The coordination and integration of comprehensive services is essential to the holistic well-being of children and youth. Thanks to new technology, coordinating information and integrating services to support children across a spectrum of school, health, and welfare systems is becoming increasingly viable.
Care teams face significant challenges accessing the “full picture” when it comes to the health care needs of children in their care. Lack of information can lead to over- or under-prescription of medications, repetitive testing, and unnecessary emergency room visits for children. This problem is especially acute for children and youth in foster care, many of whom have significant mental and physical health needs and experience frequent changes in family placements, health providers, and schools.
At TCP, we explore and promote strategies that advance the use of technology to empower families in making health care decisions and better coordinate services for vulnerable children.

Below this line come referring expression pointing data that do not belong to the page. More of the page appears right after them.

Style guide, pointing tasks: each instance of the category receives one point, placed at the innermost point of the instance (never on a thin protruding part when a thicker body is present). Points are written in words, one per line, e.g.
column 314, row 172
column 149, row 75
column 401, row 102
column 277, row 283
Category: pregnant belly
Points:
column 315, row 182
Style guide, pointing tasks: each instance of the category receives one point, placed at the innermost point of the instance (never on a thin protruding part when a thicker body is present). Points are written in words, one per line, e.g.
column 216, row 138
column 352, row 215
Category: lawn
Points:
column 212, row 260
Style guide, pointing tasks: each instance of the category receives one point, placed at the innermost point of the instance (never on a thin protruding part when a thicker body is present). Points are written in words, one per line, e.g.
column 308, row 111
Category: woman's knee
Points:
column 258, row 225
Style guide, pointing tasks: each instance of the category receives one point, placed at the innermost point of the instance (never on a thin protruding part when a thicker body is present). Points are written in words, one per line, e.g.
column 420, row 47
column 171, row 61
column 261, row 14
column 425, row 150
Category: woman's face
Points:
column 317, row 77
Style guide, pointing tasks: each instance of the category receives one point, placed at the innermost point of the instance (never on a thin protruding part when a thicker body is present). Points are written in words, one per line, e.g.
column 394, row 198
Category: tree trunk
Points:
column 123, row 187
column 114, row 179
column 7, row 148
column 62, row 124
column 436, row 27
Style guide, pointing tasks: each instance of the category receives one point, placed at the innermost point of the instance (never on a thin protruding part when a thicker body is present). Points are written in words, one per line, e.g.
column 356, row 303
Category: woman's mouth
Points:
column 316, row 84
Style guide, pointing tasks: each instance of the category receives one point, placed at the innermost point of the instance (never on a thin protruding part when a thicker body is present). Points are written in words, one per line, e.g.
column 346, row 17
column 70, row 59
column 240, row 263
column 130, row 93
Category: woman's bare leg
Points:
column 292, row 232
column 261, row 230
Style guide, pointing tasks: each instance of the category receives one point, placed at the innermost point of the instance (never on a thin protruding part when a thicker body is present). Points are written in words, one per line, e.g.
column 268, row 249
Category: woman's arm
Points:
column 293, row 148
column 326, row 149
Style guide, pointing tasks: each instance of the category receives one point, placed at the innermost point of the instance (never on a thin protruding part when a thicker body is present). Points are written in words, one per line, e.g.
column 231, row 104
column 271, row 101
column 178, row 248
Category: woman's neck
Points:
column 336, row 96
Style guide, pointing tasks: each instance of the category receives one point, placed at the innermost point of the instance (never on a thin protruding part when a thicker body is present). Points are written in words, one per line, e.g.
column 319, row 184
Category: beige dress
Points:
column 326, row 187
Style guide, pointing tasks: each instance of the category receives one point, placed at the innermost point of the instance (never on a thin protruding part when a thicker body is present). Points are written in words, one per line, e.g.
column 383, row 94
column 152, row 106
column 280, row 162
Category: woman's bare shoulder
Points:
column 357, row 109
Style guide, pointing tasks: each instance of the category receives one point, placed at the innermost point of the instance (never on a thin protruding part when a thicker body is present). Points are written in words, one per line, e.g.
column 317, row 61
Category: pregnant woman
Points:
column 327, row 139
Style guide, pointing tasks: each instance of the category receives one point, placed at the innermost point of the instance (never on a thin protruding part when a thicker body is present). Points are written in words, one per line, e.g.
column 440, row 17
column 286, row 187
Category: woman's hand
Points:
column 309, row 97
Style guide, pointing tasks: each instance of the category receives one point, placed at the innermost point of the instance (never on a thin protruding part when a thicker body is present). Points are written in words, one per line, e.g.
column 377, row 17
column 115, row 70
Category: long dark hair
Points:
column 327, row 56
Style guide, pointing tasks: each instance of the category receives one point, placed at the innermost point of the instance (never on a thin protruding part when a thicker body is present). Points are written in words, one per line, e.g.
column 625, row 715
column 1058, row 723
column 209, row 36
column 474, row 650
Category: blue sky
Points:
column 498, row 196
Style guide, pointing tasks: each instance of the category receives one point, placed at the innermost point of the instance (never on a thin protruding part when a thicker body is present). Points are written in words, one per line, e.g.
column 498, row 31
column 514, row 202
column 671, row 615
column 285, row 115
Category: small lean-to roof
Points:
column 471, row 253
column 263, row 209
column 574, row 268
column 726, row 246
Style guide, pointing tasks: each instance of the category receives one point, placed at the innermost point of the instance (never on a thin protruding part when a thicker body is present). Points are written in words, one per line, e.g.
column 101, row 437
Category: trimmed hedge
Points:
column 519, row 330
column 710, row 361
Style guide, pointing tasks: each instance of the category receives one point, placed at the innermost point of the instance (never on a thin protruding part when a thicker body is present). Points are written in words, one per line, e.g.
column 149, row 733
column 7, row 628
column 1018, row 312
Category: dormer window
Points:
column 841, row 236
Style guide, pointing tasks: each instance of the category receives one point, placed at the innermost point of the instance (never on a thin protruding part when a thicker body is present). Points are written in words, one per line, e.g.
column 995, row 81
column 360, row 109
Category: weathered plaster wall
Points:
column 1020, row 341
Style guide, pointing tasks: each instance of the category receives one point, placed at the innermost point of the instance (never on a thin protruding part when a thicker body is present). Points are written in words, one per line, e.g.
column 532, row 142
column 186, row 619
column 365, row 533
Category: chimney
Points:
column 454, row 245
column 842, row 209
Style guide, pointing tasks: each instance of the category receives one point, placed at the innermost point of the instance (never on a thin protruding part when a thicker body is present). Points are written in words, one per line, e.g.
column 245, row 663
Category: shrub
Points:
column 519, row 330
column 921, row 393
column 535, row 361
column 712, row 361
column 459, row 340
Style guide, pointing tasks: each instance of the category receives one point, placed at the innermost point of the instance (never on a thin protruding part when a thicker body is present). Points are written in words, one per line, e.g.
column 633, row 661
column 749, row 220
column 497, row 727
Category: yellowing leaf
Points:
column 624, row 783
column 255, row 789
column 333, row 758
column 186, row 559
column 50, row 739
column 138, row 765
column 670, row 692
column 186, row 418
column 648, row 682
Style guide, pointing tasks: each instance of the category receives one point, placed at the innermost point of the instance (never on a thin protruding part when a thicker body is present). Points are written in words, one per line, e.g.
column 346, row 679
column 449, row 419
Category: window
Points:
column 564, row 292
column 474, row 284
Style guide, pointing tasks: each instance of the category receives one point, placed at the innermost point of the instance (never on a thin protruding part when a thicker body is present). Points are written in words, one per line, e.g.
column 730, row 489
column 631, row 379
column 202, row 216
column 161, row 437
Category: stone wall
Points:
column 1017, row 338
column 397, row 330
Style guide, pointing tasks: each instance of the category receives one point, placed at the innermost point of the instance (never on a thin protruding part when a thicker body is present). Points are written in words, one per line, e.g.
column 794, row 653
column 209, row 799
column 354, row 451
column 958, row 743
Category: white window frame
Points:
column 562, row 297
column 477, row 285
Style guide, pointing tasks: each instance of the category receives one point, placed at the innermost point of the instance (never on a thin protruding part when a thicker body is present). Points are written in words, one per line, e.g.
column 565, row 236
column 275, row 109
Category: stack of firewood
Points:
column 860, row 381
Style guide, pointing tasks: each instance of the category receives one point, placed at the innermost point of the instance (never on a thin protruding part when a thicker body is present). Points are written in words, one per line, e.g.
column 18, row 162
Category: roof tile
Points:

Our work helps identify innovative and promising tools that can be used to improve collaborative exchange between health providers, educators, social service providers, and guardians. When youth and families use digital health tools, they are better informed and empowered to make their own health care decisions.
Partnerships & Community:
TCP works with our partners in the technology and government sectors to design initiatives that promote care coordination through electronic record systems and explore the potential technology brings to health care. We work closely with these partners to provide input into policies, practices, and design to create a more effective system of electronic coordinated care. By encouraging youth-designed digital health tools, we empower youth to manage their own health.
TCP helps shape local, state, and federal policies that support effective use of electronic care coordination tools and advance the use of technology in health care. We represent children and families on a number of federal panels and state and local workgroups, where we work to ensure that evolving policy, practice, and funding support the meaningful use of health information technology.